On 25 March, in one of his last ministerial acts of this Parliament, Eric Pickles, Secretary of State for Communities and Local Government, announced a series of changes including new permitted development rights and rules on standards.
New permitted development rights
The following permitted development (PD) rights apply from 15 April 2015 such that, as a general rule, planning permission will not be required for:
- the conversion of casinos or amusement arcades to dwelling-houses (C3);
- the conversion of storage premises or distribution centres (B8) to dwelling-houses (C3);
- the conversion of retail units (A1/A2), betting offices, pay day loan shops and casinos to restaurants/cafes (A3);
- the conversion of retail premises (A1/A2) to assembly and leisure (D2); and
- the installation of rooftop solar arrays of up to 1MW (representing a 20-fold increase from than that previously permitted).
Betting offices and pay day loan shops will be removed from the A2 use class and become sui generis but will continue to benefit from the permitted development rights to change to A1 and A2 uses and certain temporary changes of use for a period of up to two years.
PD rights for extensions to non-domestic premises including shops, offices and industrial buildings are made permanent. The temporary right for larger rear extensions to dwelling-houses is to be extended for a further three years to May 2019.
Other PD amendments include rights for shops to modify existing loading bays and erect ‘click and collect’ facilities, rights for temporary filming on commercial premises, new rights to replace plant and machinery on existing waste management sites and new rights for sewerage undertakers.
The controversial office to residential conversion right, currently set to expire on 30 May 2016, was not mentioned in these changes and is subject to further consideration.

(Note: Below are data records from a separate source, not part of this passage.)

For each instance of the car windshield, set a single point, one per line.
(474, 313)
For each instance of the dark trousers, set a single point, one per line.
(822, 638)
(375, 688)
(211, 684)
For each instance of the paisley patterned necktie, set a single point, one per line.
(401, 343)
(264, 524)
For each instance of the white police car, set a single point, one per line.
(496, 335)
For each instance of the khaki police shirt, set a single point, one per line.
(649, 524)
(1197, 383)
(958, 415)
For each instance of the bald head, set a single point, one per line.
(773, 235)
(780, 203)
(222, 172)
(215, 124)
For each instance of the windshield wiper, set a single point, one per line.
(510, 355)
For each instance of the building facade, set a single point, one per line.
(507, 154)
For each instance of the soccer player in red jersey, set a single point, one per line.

Deemed discharge of conditions
A new procedure for the deemed discharge of conditions also took effect on 15 April 2015. Applicants may assume that certain planning conditions are deemed to be discharged if the local planning authority (LPA) fails to determine the application for detailed approval within the 8 week determination period or longer agreed period. Many types of conditions are excluded, including where development is subject to EIA.
The applicant must, however, serve the LPA with a “deemed discharge notice” specifying certain information including the date on which deemed approval will take effect, which must not be before the determination period expires and must be at least two weeks after receipt of the deemed discharge notice by the LPA (whichever is later). If the LPA has not given notice of its determination (whether approval or refusal) by the specified date then the condition is deemed to be discharged.

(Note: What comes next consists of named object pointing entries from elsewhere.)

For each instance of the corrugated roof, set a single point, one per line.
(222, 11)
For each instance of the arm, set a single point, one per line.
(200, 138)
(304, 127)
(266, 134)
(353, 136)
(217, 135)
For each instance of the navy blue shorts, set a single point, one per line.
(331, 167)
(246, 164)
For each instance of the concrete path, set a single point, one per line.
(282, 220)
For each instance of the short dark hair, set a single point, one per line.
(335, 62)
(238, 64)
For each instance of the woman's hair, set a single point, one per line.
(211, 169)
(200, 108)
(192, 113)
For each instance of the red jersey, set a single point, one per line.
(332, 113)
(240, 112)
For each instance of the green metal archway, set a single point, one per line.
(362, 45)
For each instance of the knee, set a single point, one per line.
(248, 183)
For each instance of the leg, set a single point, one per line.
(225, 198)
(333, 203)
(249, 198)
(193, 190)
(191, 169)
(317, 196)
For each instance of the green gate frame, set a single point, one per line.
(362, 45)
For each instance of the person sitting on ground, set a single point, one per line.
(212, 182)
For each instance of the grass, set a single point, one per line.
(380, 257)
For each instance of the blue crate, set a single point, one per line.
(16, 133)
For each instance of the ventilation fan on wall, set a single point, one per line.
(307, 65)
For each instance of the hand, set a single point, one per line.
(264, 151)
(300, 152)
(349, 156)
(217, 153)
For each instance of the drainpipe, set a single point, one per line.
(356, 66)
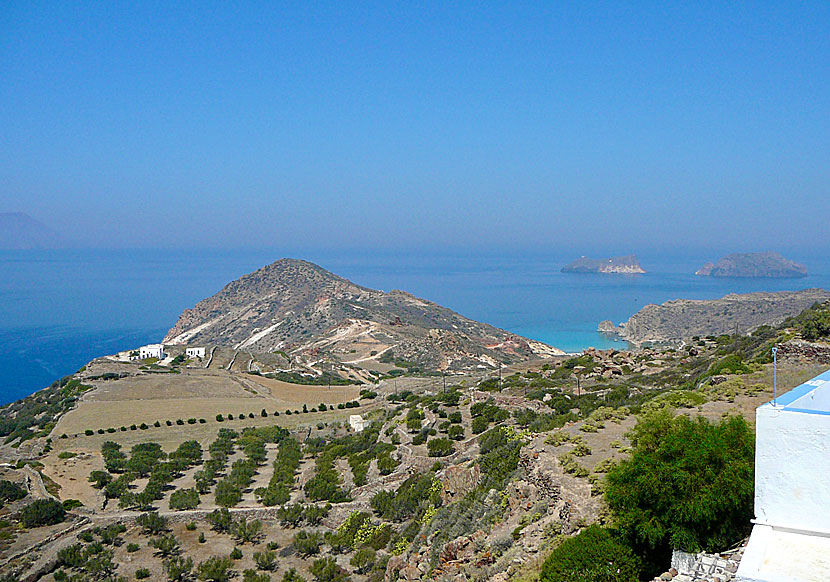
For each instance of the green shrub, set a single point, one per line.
(593, 555)
(182, 499)
(440, 447)
(42, 512)
(307, 543)
(178, 568)
(327, 570)
(215, 569)
(11, 491)
(688, 484)
(266, 560)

New guidance on s106 negotiations
National planning practice guidance has been updated to make it clear that negotiations on s106 agreements should be concluded within the statutory timescales for determining planning applications. It promotes the use of standardised clauses to minimise the need to draft agreements from scratch and proposes that parties should start discussions at the beginning of the application process. Few changes are anticipated in practice as a result of this guidance.
New streamlining measures for technical standards apply from 1 October 2015 including additional optional Building Regulations on water and access and a new national space standard. Emerging local plans, neighbourhood plans and supplementary planning documents should not impose additional local technical requirements for the construction and internal layout of new dwellings, including requirements to adhere to the Code for Sustainable Homes. Existing plan policies are expected to be updated accordingly.
Until 30 September 2015, planning permissions should not be granted requiring compliance with any technical housing standards save where LPAs have existing policies on access, internal space or water efficiency. Thereafter, compliance with the new optional national technical standards should only be required where there is a relevant current adopted Local Plan policy.
Other changes to practice guidance now in place include restrictions as to when local parking limits should be imposed and confirmation that LPA assessments of housing need should not normally require updating for a full 12 months.